子狸はお袋に「おばあさん、立派な家族を引き連れて遊びに来るからね」といって、お袋に抱きつき、肩を震わせていた。
お母さん狸は「これも持っていきなさい、体には気をつけるのよ、旦那は真面目な狸を見つけるのよ・・」など事細かな言葉を掛けていた。
お父さん狸は昨晩から無口になっていた。その朝、お袋はあえて明るく振舞っていた。そして、
「元気でね」とお袋が子狸に話した。
「おばあさん、長生きするのよ。うちの父母を宜しくお願いします」と言って、旅立ったのである。その後、火が消えたような静けさになってしまった。
その夜、お父さん狸とお母さん狸を呼んで一緒に食事をした。

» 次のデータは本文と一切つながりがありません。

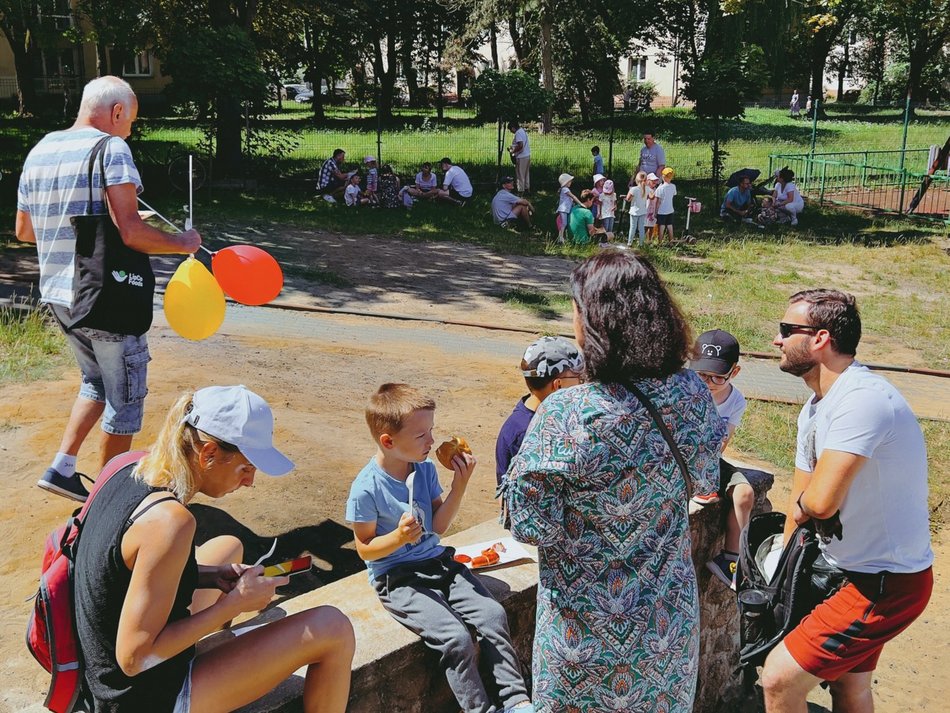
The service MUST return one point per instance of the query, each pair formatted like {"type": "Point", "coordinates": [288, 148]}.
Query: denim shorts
{"type": "Point", "coordinates": [114, 370]}
{"type": "Point", "coordinates": [183, 702]}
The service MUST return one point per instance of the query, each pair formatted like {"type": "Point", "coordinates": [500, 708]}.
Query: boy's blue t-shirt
{"type": "Point", "coordinates": [376, 495]}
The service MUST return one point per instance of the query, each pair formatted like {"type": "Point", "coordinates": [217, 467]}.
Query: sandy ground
{"type": "Point", "coordinates": [317, 387]}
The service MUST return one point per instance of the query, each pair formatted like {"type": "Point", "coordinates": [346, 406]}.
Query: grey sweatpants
{"type": "Point", "coordinates": [437, 598]}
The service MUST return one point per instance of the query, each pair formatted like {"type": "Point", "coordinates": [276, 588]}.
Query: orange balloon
{"type": "Point", "coordinates": [247, 274]}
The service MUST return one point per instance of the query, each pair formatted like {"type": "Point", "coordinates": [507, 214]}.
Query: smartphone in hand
{"type": "Point", "coordinates": [290, 567]}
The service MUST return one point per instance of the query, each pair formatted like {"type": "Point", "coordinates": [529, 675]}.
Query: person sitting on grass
{"type": "Point", "coordinates": [738, 204]}
{"type": "Point", "coordinates": [549, 364]}
{"type": "Point", "coordinates": [717, 364]}
{"type": "Point", "coordinates": [456, 188]}
{"type": "Point", "coordinates": [353, 196]}
{"type": "Point", "coordinates": [332, 181]}
{"type": "Point", "coordinates": [508, 210]}
{"type": "Point", "coordinates": [398, 512]}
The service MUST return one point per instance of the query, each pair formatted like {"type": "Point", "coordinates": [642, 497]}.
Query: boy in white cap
{"type": "Point", "coordinates": [549, 364]}
{"type": "Point", "coordinates": [565, 202]}
{"type": "Point", "coordinates": [372, 179]}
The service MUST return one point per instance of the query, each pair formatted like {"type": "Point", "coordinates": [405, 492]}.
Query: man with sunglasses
{"type": "Point", "coordinates": [861, 476]}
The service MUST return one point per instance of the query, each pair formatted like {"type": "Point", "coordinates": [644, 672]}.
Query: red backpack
{"type": "Point", "coordinates": [51, 629]}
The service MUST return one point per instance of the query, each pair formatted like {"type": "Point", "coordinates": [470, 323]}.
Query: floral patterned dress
{"type": "Point", "coordinates": [597, 489]}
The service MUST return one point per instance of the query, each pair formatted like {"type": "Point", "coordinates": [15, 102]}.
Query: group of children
{"type": "Point", "coordinates": [649, 202]}
{"type": "Point", "coordinates": [398, 511]}
{"type": "Point", "coordinates": [381, 187]}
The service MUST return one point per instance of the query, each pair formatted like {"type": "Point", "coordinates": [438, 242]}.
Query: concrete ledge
{"type": "Point", "coordinates": [394, 671]}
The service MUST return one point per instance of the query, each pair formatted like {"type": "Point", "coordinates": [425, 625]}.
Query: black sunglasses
{"type": "Point", "coordinates": [787, 329]}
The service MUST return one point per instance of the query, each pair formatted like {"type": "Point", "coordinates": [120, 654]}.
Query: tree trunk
{"type": "Point", "coordinates": [493, 43]}
{"type": "Point", "coordinates": [228, 150]}
{"type": "Point", "coordinates": [23, 66]}
{"type": "Point", "coordinates": [547, 69]}
{"type": "Point", "coordinates": [515, 35]}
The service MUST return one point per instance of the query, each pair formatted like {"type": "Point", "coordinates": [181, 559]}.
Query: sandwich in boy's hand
{"type": "Point", "coordinates": [449, 449]}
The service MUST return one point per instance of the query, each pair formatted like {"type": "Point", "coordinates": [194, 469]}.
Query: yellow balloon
{"type": "Point", "coordinates": [194, 302]}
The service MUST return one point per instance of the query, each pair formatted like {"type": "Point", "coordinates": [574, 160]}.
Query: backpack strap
{"type": "Point", "coordinates": [658, 420]}
{"type": "Point", "coordinates": [148, 507]}
{"type": "Point", "coordinates": [123, 460]}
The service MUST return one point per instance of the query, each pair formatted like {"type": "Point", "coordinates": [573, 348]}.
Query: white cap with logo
{"type": "Point", "coordinates": [236, 415]}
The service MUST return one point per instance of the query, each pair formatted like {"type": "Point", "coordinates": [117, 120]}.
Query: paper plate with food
{"type": "Point", "coordinates": [484, 555]}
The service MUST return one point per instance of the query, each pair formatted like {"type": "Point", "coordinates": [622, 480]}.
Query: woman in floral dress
{"type": "Point", "coordinates": [596, 487]}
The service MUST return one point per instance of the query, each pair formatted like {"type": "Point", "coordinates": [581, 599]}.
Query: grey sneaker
{"type": "Point", "coordinates": [71, 488]}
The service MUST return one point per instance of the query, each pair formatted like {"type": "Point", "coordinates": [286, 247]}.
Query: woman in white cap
{"type": "Point", "coordinates": [139, 579]}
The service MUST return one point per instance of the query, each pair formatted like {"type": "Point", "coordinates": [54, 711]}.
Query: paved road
{"type": "Point", "coordinates": [929, 396]}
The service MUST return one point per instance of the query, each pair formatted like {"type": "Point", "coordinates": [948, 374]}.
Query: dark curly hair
{"type": "Point", "coordinates": [632, 327]}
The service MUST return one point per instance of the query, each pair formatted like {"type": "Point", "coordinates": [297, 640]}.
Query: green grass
{"type": "Point", "coordinates": [768, 432]}
{"type": "Point", "coordinates": [31, 346]}
{"type": "Point", "coordinates": [546, 305]}
{"type": "Point", "coordinates": [413, 138]}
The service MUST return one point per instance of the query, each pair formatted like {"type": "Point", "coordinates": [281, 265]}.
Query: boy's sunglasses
{"type": "Point", "coordinates": [786, 329]}
{"type": "Point", "coordinates": [716, 379]}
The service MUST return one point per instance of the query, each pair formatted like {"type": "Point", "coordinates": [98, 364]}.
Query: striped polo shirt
{"type": "Point", "coordinates": [54, 188]}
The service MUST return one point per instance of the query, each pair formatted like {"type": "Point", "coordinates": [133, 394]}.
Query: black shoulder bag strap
{"type": "Point", "coordinates": [666, 435]}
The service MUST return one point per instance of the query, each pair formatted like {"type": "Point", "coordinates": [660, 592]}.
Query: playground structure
{"type": "Point", "coordinates": [881, 181]}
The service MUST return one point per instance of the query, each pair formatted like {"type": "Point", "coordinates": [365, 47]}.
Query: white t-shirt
{"type": "Point", "coordinates": [351, 195]}
{"type": "Point", "coordinates": [564, 202]}
{"type": "Point", "coordinates": [884, 516]}
{"type": "Point", "coordinates": [638, 199]}
{"type": "Point", "coordinates": [782, 195]}
{"type": "Point", "coordinates": [522, 136]}
{"type": "Point", "coordinates": [664, 197]}
{"type": "Point", "coordinates": [424, 184]}
{"type": "Point", "coordinates": [456, 178]}
{"type": "Point", "coordinates": [732, 408]}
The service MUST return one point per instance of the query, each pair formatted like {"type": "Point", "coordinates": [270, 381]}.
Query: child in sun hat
{"type": "Point", "coordinates": [638, 196]}
{"type": "Point", "coordinates": [565, 202]}
{"type": "Point", "coordinates": [665, 193]}
{"type": "Point", "coordinates": [372, 179]}
{"type": "Point", "coordinates": [649, 222]}
{"type": "Point", "coordinates": [608, 208]}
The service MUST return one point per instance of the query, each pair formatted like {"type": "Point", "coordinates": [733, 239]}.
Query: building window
{"type": "Point", "coordinates": [138, 65]}
{"type": "Point", "coordinates": [636, 69]}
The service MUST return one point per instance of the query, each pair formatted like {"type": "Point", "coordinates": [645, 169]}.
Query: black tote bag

心なしか皆無口であった。
私は子狸がいまどの辺まで行っているだろうかと言った。するとお母さん狸が「あの子には私達の縄張りの外まで行き、そこで新しい生活をするのよと言ってあるわ」と言った。続けてお母さん狸は、
「私達狸の寿命は人間のそれに比べ非常に短いのよ。平均で七・八年でしょうか。十年以上長生きする狸もいるにはいますが、稀ですね。
生まれて一年もすると親元から子供は離れて独立しなければならないのよ。そのようにして私達狸は子孫を残し、生き残っていくのよ」と言った。
「君たちは家族の絆が非常に強いように感じられますが、どうしてですか」と私が聞いた。お母さん狸は、
「それは当たり前のことです。それが普通です。あなたの質問は私達の思考能力から逸脱した質問のようです」と答えたのである。
「それは失礼しました」と私はうなだれた。お袋は言った。
「いまの人間の社会が、そもそも異常なんだね」
みんなは頷いた。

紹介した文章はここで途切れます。